FAQs about Couples Counseling
Frequently Asked Questions about Couples Counseling
Is couples counseling right for us?
Couples counseling is right for any couple that wants to better their relationship, has experienced a trauma within the relationship, or is at the crisis point of not knowing if the relationship will last. I understand that couples counseling seems scary because of the unknown of it all. Nonetheless, I can tell you firsthand that couples counseling is about healing both people so that the relationship can last. Will it be challenging and hard, absolutely! But, anything worth fighting for always is.
Amanda, if we are not suffering with trauma/crisis can we still see you?
Yes! While my bread and butter is trauma counseling, I LOVE working with couples trying to navigate everyday couples issues.
I’ve never been to counseling before, what should I expect?
First, I want to congratulate you on taking the big leap to ask for help! Second, I want you to take any TV or movie references of counseling and throw it out of your brain. Like anything in movies, there is a small percentage that is accurate.
Counseling can take on many different forms. This is all due to the client and what they are coming to counseling to achieve. This can also change depending on the therapist the individual wants to utilize. When a client is working with me I take a direct approach, while also trying to make sure that laughter is in the session. Yes, laughter is allowed! You don’t have to show up every session upset. If you do show up that way, great! Counseling is about coming exactly how you are and figuring out how to heal all of those parts of you.
What if we have done couples counseling before?
If you have participated in couples counseling previously that is totally fine! We can either continue where you left off, look at the previous issues and address them again, or begin working on new goals.

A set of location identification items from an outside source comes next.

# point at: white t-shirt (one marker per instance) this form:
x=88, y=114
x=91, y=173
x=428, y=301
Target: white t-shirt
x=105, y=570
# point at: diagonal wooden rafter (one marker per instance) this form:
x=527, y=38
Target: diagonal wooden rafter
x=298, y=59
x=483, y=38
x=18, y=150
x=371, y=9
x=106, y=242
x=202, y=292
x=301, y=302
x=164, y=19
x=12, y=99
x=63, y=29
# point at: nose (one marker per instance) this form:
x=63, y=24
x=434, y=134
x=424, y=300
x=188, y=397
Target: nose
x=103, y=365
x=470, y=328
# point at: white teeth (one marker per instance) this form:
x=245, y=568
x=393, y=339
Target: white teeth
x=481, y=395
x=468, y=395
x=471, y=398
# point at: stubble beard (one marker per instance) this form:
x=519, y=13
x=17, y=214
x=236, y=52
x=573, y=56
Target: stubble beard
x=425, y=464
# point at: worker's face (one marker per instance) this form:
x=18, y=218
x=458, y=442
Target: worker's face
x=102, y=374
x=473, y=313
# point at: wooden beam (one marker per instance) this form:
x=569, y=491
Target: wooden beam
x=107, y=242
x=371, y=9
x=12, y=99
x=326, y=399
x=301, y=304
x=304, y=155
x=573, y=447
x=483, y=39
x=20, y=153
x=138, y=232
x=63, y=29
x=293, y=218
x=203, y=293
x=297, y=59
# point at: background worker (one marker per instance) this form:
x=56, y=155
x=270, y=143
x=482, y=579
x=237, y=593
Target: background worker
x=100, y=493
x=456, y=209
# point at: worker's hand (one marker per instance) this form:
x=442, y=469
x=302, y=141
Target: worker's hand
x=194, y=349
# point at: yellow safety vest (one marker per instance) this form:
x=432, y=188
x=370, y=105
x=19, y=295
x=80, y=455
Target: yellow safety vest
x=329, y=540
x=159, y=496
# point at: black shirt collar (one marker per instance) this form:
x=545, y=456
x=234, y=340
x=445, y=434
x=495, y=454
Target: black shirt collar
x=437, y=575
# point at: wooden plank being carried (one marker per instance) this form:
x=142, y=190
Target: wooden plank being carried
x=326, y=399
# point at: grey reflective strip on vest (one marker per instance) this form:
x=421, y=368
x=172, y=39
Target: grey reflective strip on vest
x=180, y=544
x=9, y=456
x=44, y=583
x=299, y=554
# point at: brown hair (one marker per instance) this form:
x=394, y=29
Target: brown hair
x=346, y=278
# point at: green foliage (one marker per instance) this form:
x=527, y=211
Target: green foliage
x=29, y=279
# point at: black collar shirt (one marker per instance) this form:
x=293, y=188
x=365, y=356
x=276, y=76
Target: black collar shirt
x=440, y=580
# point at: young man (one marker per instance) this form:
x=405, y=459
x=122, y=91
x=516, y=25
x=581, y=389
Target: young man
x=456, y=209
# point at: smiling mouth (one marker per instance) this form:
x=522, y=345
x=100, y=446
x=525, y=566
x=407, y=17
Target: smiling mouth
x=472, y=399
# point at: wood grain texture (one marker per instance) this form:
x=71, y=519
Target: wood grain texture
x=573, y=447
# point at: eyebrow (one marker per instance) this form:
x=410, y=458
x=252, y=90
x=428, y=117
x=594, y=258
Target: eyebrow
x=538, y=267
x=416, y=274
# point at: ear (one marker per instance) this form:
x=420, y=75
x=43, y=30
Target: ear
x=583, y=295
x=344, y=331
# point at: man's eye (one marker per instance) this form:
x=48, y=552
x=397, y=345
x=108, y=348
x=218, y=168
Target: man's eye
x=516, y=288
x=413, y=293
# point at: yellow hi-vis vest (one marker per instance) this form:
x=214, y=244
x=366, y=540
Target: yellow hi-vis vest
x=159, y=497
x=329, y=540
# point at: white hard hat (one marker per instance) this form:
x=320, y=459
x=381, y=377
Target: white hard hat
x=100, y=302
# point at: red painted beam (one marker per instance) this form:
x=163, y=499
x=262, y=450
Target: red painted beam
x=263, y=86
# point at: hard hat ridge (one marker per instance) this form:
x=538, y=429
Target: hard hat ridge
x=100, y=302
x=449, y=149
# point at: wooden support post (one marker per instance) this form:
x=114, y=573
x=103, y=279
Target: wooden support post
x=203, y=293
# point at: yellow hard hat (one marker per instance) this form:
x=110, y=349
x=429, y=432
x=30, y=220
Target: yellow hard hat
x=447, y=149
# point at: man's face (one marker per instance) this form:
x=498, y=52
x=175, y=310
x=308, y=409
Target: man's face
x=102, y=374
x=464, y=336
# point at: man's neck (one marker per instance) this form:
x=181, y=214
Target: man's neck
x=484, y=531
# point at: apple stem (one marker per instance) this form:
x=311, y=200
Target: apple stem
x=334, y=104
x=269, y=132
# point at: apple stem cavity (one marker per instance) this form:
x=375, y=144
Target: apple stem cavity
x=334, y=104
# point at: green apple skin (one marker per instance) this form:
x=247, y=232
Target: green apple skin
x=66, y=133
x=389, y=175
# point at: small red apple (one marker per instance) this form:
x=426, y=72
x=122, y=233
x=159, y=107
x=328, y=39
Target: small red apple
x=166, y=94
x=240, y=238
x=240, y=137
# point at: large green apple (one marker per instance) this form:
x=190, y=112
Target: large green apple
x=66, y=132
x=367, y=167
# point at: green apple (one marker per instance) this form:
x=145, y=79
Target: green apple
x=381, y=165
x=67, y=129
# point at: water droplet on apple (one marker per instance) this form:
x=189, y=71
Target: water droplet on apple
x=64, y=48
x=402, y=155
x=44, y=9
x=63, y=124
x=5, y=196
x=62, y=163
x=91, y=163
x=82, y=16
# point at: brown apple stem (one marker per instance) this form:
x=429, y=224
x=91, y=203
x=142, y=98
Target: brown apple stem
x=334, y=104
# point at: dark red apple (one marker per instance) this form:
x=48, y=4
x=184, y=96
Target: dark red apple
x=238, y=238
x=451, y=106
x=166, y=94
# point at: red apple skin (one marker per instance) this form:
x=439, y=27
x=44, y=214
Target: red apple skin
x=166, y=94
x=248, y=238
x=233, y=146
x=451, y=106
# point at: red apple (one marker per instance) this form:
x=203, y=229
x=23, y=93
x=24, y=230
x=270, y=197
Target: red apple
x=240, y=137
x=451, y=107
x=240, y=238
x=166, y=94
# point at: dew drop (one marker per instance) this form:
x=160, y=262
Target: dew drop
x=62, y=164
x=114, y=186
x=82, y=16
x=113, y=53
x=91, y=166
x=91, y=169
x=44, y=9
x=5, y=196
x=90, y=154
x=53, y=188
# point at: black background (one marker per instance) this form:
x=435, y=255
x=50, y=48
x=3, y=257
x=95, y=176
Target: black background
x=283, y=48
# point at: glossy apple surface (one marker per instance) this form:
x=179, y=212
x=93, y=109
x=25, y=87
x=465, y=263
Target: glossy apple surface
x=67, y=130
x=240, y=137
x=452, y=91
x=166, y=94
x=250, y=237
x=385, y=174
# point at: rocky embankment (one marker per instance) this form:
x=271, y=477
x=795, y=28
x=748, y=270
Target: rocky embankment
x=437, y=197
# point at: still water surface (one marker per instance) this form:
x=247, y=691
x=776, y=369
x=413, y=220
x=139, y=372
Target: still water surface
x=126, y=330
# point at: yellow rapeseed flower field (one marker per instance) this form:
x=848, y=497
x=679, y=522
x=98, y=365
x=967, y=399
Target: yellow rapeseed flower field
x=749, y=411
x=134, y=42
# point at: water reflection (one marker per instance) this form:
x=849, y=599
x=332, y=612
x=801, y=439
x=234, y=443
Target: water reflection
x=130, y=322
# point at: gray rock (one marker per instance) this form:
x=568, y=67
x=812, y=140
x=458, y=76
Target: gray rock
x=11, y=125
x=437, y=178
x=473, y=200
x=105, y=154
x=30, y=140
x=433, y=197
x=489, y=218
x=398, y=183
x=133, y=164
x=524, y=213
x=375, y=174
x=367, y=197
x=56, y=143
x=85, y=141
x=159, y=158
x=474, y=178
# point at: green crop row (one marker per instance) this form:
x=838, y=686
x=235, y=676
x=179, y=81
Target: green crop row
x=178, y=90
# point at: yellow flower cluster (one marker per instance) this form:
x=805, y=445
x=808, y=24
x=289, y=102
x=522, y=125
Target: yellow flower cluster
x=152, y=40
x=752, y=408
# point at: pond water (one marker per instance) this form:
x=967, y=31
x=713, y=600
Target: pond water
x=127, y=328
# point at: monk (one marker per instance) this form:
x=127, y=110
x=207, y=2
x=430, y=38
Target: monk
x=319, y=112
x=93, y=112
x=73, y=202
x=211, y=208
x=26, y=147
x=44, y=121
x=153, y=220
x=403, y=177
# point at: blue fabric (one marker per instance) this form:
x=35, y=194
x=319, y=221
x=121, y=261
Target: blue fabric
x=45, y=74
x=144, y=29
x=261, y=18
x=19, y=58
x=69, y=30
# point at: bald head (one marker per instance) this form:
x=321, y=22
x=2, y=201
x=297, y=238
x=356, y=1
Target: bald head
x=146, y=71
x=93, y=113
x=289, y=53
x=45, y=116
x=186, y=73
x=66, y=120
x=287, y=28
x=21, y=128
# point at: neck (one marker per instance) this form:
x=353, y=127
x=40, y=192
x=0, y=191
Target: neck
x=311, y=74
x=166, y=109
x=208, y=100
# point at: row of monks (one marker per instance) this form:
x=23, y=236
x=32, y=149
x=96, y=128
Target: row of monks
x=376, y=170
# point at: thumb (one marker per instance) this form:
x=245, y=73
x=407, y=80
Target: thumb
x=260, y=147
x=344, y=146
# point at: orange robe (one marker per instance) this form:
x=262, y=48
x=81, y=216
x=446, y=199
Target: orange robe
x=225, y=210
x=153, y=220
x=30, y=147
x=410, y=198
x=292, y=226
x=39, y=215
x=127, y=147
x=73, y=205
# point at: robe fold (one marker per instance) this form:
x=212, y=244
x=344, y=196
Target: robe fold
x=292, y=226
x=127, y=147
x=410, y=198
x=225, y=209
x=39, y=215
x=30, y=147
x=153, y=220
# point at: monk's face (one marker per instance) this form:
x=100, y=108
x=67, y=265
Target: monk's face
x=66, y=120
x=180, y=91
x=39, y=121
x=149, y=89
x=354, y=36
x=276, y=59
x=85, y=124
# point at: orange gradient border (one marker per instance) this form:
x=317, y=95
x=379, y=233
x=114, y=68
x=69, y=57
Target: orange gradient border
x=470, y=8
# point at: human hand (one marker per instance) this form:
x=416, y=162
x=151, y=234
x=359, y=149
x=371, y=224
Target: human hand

Is couples counseling only for those that are married?
No! Couples counseling is for any couple struggling in their relationship or desire to make their relationship better.
How long will we spend in therapy?
I wish I could answer this question. Unfortunately, how long therapy will take is relative to many factors. It is because of all of those varying factors that there is no way any therapist can tell a client how long they will or will not be in therapy.
Because you have a Master’s in Ministry do you approach therapy like a pastor does?
No I do not. While my master’s is in ministry, the ministry I do is very different to a pastor. My ministry is as a Christian therapist. That looks like taking our Christian faith, making it the forefront, and then coming in with the therapeutic knowledge to help a client.